Since cameras were invented, these devices have been a cornerstone of society. With the first truly accessible and portable camera, arriving in 1888 from Kodak, people have been taking photos to freeze-frame a moment of time. Fast-forward to smartphones with cameras built-in, and we've reached a point where nearly everyone has a camera — at all times. But with so many fantastic camera phones at nearly every price — is the camera really a selling point when buying a new smartphone?
Now, I'm not saying that the camera in your smartphone isn't important or possibly even the reason you purchased that particular device. I'm simply saying that for the average person, not the weekend warrior photographer or budding filmmaker, that camera has gotten so good on so many phones that perhaps manufacturers need to begin shifting their focus (get it…focus).
Thanks to the maturation of computational photography, smartphones are better than ever at taking pictures in a wide range of situations. This was something that, at one time, required buying the top-of-the-line phone to accomplish. But now, you can get something like the Pixel 4a for around $350 and have one of the best camera experiences out there.

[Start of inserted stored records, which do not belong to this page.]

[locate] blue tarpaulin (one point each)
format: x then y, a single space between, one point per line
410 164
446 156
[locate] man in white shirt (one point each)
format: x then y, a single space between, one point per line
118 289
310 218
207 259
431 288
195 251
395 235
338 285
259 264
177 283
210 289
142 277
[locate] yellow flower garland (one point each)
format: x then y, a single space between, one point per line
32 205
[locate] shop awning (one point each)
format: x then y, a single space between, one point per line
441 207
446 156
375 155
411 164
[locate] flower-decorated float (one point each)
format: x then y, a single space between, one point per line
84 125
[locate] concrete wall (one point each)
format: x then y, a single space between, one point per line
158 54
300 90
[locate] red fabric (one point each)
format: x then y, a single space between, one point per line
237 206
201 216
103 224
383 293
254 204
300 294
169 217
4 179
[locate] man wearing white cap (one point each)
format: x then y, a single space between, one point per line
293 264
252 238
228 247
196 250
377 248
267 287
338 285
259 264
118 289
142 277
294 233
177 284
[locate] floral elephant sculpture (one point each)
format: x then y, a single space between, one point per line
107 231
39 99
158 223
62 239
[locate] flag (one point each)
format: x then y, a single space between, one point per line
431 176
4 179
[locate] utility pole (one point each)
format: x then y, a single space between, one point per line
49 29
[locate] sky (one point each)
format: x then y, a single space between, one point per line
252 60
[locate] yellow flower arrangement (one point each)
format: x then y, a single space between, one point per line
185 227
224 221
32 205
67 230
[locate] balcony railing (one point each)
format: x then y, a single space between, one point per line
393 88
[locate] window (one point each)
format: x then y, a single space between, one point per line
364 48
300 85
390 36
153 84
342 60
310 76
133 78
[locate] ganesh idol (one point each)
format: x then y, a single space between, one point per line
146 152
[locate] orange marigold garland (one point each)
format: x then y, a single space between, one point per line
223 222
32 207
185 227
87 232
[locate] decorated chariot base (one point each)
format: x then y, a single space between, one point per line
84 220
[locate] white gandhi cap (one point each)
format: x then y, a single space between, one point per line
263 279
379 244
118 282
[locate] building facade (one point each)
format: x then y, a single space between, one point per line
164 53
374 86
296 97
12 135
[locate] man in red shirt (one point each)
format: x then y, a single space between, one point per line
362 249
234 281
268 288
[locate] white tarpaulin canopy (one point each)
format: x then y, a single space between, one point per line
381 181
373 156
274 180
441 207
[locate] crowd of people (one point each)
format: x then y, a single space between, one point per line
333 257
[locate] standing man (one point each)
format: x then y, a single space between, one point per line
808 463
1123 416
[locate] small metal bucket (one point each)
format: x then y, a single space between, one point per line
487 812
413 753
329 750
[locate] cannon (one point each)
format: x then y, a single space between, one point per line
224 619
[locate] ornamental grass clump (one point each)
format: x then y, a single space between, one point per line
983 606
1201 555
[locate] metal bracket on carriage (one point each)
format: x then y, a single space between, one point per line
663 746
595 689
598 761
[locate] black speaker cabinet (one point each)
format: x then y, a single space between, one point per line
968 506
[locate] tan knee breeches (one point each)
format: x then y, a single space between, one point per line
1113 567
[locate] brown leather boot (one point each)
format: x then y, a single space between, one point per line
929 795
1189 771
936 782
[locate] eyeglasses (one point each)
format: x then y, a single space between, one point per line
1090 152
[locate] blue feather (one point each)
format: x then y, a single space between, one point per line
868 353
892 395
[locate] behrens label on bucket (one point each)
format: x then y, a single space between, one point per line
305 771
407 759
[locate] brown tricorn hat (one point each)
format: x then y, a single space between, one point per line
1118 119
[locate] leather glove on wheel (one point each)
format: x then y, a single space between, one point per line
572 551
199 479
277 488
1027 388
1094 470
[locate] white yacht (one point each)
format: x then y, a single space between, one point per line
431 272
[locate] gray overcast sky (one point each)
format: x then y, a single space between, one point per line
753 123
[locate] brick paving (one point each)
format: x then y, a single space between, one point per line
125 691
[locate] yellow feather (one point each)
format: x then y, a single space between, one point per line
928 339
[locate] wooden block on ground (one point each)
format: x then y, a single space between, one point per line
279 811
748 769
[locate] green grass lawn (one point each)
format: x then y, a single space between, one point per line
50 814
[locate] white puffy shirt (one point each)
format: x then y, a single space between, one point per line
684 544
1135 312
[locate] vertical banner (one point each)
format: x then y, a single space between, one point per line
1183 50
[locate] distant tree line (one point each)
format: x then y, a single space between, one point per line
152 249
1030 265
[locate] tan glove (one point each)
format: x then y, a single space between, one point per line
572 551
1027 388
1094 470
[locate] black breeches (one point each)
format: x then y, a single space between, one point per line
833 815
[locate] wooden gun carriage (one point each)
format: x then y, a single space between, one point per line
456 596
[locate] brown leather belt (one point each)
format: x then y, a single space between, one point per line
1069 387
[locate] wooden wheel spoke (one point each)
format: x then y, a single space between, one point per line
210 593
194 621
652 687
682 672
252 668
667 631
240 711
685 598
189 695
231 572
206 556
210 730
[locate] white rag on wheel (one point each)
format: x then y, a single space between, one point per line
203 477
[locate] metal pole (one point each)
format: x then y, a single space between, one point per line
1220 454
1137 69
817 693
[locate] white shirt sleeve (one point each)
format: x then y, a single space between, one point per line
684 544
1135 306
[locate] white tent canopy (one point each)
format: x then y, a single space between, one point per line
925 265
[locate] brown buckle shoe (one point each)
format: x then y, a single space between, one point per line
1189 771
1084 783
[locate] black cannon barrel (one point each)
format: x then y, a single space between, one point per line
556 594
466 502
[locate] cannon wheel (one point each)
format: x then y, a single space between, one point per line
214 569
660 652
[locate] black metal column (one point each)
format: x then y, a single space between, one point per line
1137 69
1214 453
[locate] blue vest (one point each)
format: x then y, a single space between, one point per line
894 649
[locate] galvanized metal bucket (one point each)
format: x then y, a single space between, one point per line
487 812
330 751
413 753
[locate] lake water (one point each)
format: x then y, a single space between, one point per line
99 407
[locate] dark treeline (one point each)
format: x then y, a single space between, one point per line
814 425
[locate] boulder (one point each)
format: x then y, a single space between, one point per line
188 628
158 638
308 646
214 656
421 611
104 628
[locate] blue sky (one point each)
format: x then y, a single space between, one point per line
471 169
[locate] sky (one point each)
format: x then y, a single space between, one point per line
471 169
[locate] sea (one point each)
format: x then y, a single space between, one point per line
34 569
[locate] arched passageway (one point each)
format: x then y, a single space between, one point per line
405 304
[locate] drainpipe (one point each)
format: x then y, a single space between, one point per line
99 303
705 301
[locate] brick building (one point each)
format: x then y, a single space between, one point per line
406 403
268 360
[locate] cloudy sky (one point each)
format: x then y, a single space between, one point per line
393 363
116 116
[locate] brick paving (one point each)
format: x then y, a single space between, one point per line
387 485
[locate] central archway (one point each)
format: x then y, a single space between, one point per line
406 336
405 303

While you'll still need to fork over a few more Benjamins if you want more advanced features like 100x zoom found in the Samsung Galaxy S21 Ultra, things like that are only used every now and then by most people. Though seeing eye-popping zoom numbers, astrophotography mode, cinematic mode, and other buzzworthy features advertised can be enticing, if you're really thinking about what will be used most frequently on your next smartphone purchase, do those gimmicks truly matter?
It's hard to point to an upper-tier smartphone from the past five years that doesn't have a more than capable camera.
Do I think that these advances in camera features are useless — no. But I think that smartphone manufacturers could put more effort into finding ways to make the rest of the device just as intriguing. It's no coincidence that there's been rumblings that phones have become boring in the past few years. But the introduction of some truly amazing folding phones like the Samsung Galaxy Z Fold 3, and even the upcoming Microsoft Duo 2, are shaking up the smartphone industry and giving consumers more than just a camera to look forward to.
Speaking of Microsoft, on the first Duo, the company felt so strongly that the camera wasn't the most important part of a smartphone that it only included one — and a not very good one at that. However, the mistake was realized and corrected with the Duo 2. Although I don't think that the error was the assumption that the camera isn't the most crucial feature, rather that it was that people care so little about the camera that it could put a bad one in its phone.
The smartphone camera is a vital part of modern smartphones, and every phone should have a good one. The Microsoft Duo proved that by offering a subpar shooter on the phone, thus putting it at a major disadvantage from phones that offered better photography abilities at much lower prices. However, the Duo was aiming for an experience that didn't revolve around needing a good camera but forgot that people still want to take good pictures when a moment presents itself.
Samsung is so confident that the experience of a folding phone is enough to sell units that it didn't even upgrade the camera hardware in the Z Fold 3. Instead, the company opted to keep the exact same hardware and tweak the software to improve the picture quality. The Galaxy Z Flip 3 got a nice upgrade to its camera system, but in no way is that the primary selling point of this device.
Many smartphone makers are working to find new ways to make the camera a central feature of their new phones. Even Apple, with the new iPhone 13 series, spent the bulk of its presentation talking about the cameras, with only small mentions of changes to the rest of the device. Is this because companies are struggling to find what consumers really want in a new phone? Could it be because some of the manufacturers are scared to branch out from what they know works?
Perhaps it's a combination of all of these things that are keeping most smartphones from evolving past the rectangular slabs we've had for the past decade. It's a shame that brave brands like LG and its Wing are gone because they weren't afraid to take risks. Although that likely could've been part of its downfall. But the fear of trying something new for large companies like Apple and Google shouldn't mean that the camera is the only place that sees innovation.